Question

Find the differential equation obtained on eliminating c from the equation $y=\left( x+c \right){{e}^{-x}}$.
A. $\dfrac{dy}{dx}-y={{e}^{-x}}$
B. $\dfrac{dy}{dx}-y{{e}^{x}}=1$
C. $\dfrac{dy}{dx}+y{{e}^{x}}=1$
D. $\dfrac{dy}{dx}+y={{e}^{-x}}$

Answer 1

Hint: We will first consider the order of the differential form from the number of unknowns. We will consider the given equation and then keep the term $\left( x+c \right)$ on one side. We will then differentiate both sides with respect to x. We will be using product rules for the same.

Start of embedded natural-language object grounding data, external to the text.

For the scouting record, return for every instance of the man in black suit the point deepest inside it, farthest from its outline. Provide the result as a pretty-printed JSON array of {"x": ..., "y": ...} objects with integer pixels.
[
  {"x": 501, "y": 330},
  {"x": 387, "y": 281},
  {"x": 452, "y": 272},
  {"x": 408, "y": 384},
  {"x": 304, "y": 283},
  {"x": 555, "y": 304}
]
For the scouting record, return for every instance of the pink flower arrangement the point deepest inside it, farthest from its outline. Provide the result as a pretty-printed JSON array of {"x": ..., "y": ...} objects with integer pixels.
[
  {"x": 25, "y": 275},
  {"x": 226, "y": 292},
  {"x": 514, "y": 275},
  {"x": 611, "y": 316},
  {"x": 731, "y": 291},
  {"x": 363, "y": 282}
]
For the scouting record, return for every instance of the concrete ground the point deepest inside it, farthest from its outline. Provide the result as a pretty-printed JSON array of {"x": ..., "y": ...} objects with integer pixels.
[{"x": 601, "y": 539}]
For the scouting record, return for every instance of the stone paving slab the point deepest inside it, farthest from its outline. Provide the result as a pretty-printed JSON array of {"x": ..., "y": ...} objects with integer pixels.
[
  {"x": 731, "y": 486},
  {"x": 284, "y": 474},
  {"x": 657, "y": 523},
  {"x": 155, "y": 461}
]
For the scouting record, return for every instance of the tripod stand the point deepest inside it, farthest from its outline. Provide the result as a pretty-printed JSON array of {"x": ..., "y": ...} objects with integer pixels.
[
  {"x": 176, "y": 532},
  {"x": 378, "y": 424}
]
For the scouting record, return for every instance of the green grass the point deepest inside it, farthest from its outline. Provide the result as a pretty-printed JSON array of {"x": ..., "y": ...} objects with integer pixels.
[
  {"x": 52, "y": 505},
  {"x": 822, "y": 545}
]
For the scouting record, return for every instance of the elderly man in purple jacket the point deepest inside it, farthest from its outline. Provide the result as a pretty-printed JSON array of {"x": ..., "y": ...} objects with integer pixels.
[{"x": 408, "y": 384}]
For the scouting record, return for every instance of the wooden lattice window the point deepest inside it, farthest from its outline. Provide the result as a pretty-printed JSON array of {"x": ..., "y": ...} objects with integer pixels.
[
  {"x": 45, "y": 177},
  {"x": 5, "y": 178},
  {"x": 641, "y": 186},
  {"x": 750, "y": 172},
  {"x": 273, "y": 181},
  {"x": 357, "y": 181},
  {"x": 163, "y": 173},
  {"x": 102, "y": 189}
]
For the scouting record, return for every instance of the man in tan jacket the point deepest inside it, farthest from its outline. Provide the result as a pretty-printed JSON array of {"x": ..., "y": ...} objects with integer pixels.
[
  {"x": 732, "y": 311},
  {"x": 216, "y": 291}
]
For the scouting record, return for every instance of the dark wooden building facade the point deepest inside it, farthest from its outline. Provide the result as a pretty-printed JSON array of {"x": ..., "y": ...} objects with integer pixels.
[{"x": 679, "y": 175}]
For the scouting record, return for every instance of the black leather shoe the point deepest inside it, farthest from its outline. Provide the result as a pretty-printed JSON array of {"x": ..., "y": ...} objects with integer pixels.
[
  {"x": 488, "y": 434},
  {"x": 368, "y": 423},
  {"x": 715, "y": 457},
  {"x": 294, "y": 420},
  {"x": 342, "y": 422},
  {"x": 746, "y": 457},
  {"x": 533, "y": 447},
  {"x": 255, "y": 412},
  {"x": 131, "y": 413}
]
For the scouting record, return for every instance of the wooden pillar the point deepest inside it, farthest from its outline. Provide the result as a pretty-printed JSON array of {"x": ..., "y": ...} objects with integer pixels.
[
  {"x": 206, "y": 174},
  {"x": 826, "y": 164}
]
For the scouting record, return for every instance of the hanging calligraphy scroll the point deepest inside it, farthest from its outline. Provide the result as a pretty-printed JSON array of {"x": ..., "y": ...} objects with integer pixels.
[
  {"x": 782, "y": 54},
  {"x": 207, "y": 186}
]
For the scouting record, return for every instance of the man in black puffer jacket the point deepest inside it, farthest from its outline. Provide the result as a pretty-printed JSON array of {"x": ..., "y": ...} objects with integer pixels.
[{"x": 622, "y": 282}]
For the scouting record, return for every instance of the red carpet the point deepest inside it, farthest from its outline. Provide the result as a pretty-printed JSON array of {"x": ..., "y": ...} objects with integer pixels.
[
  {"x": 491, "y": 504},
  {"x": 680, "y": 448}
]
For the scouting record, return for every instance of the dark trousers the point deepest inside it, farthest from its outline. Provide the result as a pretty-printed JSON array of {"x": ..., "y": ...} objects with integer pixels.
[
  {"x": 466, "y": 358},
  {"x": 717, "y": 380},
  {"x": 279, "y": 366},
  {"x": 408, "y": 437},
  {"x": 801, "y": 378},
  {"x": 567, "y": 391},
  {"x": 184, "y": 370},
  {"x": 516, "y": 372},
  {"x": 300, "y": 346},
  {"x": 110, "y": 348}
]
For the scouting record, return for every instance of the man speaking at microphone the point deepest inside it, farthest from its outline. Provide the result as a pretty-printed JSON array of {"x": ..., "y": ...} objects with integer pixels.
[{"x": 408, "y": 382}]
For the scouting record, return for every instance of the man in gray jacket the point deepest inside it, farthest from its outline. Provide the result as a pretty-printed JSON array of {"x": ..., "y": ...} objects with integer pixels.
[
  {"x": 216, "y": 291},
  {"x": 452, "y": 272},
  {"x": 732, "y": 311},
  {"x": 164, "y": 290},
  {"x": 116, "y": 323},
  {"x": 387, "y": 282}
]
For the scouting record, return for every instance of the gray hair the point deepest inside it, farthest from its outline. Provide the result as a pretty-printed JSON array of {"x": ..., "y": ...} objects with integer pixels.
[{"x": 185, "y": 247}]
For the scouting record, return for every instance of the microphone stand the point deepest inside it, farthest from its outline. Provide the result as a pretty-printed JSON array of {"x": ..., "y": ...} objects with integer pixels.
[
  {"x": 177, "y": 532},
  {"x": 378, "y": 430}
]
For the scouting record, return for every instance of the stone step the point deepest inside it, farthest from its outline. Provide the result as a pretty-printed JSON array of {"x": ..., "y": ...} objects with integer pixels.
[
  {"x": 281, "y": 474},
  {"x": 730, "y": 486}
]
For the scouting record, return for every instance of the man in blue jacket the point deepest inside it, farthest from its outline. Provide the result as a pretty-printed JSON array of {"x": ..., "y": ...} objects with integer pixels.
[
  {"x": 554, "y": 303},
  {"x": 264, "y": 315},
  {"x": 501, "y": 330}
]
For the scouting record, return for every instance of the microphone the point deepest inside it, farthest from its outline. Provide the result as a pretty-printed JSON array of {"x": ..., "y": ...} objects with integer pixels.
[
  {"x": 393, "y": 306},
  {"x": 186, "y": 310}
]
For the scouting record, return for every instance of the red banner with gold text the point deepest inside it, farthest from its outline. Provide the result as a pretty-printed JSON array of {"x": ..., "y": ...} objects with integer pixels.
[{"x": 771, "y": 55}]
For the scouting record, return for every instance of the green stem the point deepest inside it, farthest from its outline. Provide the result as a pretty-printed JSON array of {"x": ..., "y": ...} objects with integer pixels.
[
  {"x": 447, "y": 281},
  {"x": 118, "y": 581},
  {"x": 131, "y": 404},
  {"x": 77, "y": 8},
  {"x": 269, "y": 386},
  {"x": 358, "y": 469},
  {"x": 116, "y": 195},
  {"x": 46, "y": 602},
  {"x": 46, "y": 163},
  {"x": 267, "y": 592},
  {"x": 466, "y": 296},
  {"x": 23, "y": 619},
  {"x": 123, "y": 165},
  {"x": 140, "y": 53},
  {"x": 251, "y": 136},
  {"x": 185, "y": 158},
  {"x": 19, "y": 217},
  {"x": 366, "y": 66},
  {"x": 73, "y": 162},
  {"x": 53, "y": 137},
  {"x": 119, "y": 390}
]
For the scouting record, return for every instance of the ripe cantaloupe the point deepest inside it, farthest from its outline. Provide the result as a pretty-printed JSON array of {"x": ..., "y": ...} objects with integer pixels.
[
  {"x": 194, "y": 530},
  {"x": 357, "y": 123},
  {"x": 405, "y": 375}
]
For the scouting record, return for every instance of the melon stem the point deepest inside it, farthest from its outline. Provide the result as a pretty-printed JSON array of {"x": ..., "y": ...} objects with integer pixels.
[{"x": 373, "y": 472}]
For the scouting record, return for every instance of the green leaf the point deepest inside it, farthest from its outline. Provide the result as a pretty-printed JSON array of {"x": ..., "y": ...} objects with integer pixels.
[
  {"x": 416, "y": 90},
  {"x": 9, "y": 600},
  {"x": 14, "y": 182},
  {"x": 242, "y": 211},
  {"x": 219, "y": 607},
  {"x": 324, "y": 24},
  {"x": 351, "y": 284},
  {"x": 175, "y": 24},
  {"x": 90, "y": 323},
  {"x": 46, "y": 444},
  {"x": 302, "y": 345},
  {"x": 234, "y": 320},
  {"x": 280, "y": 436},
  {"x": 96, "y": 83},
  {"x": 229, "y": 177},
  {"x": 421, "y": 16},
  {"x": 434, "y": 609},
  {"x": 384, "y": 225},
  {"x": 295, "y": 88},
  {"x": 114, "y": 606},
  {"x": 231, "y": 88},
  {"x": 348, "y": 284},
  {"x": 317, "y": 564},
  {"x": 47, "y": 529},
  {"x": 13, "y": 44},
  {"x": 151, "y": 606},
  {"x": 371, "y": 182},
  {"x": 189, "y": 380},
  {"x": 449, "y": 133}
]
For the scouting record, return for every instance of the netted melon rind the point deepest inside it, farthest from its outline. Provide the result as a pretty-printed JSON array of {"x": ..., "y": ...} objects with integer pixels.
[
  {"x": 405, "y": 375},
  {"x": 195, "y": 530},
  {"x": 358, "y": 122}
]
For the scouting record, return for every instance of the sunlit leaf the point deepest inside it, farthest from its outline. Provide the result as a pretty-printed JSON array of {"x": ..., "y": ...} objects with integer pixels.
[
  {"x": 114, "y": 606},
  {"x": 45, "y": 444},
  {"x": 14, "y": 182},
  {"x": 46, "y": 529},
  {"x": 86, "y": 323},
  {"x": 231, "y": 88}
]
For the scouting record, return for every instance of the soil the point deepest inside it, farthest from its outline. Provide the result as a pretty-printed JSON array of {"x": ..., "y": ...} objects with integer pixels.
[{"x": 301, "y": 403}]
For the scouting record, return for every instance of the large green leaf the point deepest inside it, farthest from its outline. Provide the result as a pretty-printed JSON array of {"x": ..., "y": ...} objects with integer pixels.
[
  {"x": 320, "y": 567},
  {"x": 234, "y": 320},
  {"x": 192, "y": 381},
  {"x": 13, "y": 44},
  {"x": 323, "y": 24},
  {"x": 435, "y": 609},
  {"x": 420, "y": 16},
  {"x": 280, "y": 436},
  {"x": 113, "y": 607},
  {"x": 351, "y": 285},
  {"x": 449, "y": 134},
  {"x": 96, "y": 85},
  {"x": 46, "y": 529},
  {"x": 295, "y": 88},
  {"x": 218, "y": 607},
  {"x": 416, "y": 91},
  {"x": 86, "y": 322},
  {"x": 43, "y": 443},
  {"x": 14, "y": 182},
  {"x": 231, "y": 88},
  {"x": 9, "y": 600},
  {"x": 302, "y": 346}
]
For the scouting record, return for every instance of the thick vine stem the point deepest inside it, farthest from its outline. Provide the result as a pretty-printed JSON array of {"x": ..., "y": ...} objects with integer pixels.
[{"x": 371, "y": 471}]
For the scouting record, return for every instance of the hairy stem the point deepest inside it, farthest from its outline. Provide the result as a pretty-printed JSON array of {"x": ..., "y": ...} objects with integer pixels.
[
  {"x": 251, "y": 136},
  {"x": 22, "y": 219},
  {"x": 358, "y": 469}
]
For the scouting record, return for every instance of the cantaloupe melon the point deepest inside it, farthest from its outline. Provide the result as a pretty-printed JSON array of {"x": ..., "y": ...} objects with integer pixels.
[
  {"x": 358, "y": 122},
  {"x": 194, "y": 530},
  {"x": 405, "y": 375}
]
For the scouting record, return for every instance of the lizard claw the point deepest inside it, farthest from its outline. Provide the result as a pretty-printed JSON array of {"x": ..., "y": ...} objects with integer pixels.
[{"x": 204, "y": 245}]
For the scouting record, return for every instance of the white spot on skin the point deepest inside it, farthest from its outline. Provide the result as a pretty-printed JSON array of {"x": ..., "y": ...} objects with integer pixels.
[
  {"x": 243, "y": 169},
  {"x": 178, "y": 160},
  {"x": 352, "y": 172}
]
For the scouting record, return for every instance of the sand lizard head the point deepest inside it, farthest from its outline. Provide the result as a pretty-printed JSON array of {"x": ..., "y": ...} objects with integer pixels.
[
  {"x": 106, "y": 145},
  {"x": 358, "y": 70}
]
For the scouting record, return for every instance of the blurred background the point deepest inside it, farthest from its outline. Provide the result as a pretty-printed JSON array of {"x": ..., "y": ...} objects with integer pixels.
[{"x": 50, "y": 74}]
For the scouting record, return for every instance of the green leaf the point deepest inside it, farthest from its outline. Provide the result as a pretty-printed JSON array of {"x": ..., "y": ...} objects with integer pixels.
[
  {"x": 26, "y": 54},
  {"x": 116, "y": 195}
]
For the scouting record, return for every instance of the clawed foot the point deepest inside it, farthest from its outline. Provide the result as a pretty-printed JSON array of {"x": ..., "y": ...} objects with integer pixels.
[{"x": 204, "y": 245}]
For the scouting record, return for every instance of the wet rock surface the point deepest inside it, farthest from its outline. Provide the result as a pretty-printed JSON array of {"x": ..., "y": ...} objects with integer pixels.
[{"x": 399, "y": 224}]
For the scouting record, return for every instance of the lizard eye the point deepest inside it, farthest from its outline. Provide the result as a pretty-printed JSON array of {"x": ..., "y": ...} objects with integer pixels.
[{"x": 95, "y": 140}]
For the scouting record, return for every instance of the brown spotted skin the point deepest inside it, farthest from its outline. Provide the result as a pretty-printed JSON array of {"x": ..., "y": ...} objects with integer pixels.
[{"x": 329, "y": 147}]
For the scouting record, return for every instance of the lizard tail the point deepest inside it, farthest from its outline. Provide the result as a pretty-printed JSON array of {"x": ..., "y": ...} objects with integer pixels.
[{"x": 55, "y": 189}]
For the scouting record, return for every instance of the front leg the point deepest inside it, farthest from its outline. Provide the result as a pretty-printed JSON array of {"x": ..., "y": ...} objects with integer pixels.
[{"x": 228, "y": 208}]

Complete step-by-step answer:
The given equation is $y=\left( x+c \right){{e}^{-x}}$.
We know the order of the differential depends on the number of unknown numbers. Order of a differential equation is the order of the highest derivative or differential present in the differential form. An equation needs to get rid of unknowns to become a general or complete solution.
In the given equation $y=\left( x+c \right){{e}^{-x}}$, there is only one unknown c. so, the order will be 1.
On the right side we have multiplication of two x terms. We separate them to keep only $\left( x+c \right)$ as it will help in the differentiation to get rid of c easily.
So, $y=\left( x+c \right){{e}^{-x}}\Rightarrow y{{e}^{x}}=\left( x+c \right)$.
Now we differentiate both sides with respect to x.
$\begin{align}
  & y{{e}^{x}}=\left( x+c \right) \\
 & \Rightarrow \dfrac{d}{dx}\left( y{{e}^{x}} \right)=\dfrac{d}{dx}\left( x+c \right) \\
\end{align}$
We apply the product rule on the LHS and split the terms on the RHS into parts as below,
$\begin{align}
  & \dfrac{d}{dx}\left( y{{e}^{x}} \right)=\dfrac{d}{dx}\left( x+c \right) \\
 & \Rightarrow y\dfrac{d}{dx}\left( {{e}^{x}} \right)+{{e}^{x}}\dfrac{d\left( y \right)}{dx}=\dfrac{d\left( x \right)}{dx}+\dfrac{d\left( c \right)}{dx} \\
 & \Rightarrow y{{e}^{x}}+{{e}^{x}}\dfrac{dy}{dx}=1 \\
\end{align}$
Now we try to match the differential form which is out of the unknown part of the equation with the given options.
We multiply both sides with ${{e}^{-x}}$.
\[\begin{align}
  & y{{e}^{x}}+{{e}^{x}}\dfrac{dy}{dx}=1 \\
 & \Rightarrow {{e}^{-x}}\left( y{{e}^{x}}+{{e}^{x}}\dfrac{dy}{dx} \right)=1.{{e}^{-x}} \\
 & \Rightarrow y+\dfrac{dy}{dx}={{e}^{-x}} \\
 & \Rightarrow \dfrac{dy}{dx}+y={{e}^{-x}} \\
\end{align}\]
The differential form is \[\dfrac{dy}{dx}+y={{e}^{-x}}\]. The correct option is D.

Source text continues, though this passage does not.